Psychedelic Sunrise is the band’s first record on Van Zandt’s Wicked Cool label, a move that guarantees the LP proper distribution and backing. Sunrise runs the gamut from garage to glam, punk to acid, Townshend to Richards, Moon to Jagger, the MC5 and beyond—and it confirms that, after 30 years in the music business, the Chesterfield Kings are just now recording the best music of their lives.
“Greg and I, Paul (our guitar player), and Mike (our drummer), we all really like the same kind of music, which is why I think the last couple of records have worked out really well,” Babiuk explains. “When you get four guys thinking identically, you’re likely to come up with something that’s really hip and kind of cool.
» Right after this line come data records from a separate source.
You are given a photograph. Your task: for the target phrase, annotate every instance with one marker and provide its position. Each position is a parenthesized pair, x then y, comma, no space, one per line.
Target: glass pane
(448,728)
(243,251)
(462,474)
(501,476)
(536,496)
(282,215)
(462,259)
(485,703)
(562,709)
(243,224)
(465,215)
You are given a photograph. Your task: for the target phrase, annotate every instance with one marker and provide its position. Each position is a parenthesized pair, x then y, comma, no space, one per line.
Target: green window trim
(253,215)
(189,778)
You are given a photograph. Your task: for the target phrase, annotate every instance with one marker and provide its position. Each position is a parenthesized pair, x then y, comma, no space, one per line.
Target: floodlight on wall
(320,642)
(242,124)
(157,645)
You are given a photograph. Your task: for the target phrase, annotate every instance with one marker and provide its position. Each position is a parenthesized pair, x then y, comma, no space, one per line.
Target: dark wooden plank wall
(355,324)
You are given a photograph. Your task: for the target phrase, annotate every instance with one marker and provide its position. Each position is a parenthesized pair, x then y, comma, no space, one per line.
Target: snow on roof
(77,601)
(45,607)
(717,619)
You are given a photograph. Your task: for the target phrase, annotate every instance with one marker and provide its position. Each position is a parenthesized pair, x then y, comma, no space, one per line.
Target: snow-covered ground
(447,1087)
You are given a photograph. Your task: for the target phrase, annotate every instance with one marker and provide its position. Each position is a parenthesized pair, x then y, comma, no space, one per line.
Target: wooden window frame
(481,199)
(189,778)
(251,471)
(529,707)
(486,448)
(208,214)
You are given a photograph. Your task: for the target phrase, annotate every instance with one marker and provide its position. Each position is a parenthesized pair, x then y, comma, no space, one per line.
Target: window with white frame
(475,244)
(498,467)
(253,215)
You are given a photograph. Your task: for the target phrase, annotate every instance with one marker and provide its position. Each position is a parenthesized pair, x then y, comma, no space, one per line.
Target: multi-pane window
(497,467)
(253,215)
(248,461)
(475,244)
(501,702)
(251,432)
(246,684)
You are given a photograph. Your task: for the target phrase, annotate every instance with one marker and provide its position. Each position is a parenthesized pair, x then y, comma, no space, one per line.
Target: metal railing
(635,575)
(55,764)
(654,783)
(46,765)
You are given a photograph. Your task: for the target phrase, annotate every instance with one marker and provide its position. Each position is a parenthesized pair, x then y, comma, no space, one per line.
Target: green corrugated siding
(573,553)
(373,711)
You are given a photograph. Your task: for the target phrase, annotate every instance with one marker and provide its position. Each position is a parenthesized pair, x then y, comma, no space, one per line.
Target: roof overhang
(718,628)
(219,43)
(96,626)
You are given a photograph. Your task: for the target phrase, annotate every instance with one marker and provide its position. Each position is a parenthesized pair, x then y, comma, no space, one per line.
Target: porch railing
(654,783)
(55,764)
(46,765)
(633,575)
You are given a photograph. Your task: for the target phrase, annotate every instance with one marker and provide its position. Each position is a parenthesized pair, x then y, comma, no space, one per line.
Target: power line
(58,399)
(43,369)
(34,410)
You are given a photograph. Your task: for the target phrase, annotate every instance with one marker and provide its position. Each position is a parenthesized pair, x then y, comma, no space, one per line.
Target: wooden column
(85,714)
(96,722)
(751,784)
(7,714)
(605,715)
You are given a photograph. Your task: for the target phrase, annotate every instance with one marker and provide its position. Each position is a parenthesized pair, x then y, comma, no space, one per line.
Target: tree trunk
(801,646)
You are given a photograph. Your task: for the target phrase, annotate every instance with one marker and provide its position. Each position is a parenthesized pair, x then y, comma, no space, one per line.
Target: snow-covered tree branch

Unlike some bands who just get together and play music, we’re really invested in the culture of what we do. We know a lot about ’50s and ’60s rock and vintage television. I almost think you have to know a lot about music history in order to be a good musician. If your ideas come from things that are really strong and solid, it’ll reflect in your music. We don’t only like the kind of music we play, we study it.”
And so, what started out as nostalgia for a bygone era has grown into a full-blown revival. And what was once a passing gig for Andy Babiuk and Greg Prevost has evolved into their life’s work. There’s a renewed sense of optimism surrounding the band, its sound, and the possibility that garage rock as we know it shall not perish from the earth.
“When we first started out, finishing a record was a big deal,” Prevost confesses. “Being in a magazine was a big deal. But we’ve done that. You get to a point where you’ve done a lot of things and you go over to Europe and you’re a big star and eventually it’s like, ‘Who cares?’ In the past year, Steven has offered to put us on his label and we’ve released this new record and suddenly good things are happening again. It’s brought a whole new excitement to me and the band as a whole.”
“Things are different now,” Babiuk says. “These days I look forward to writing new songs and beginning that process again. The fact that people can actually get to hear what we’re doing and that we have the chance to tour isn’t only great, it’s fun again.”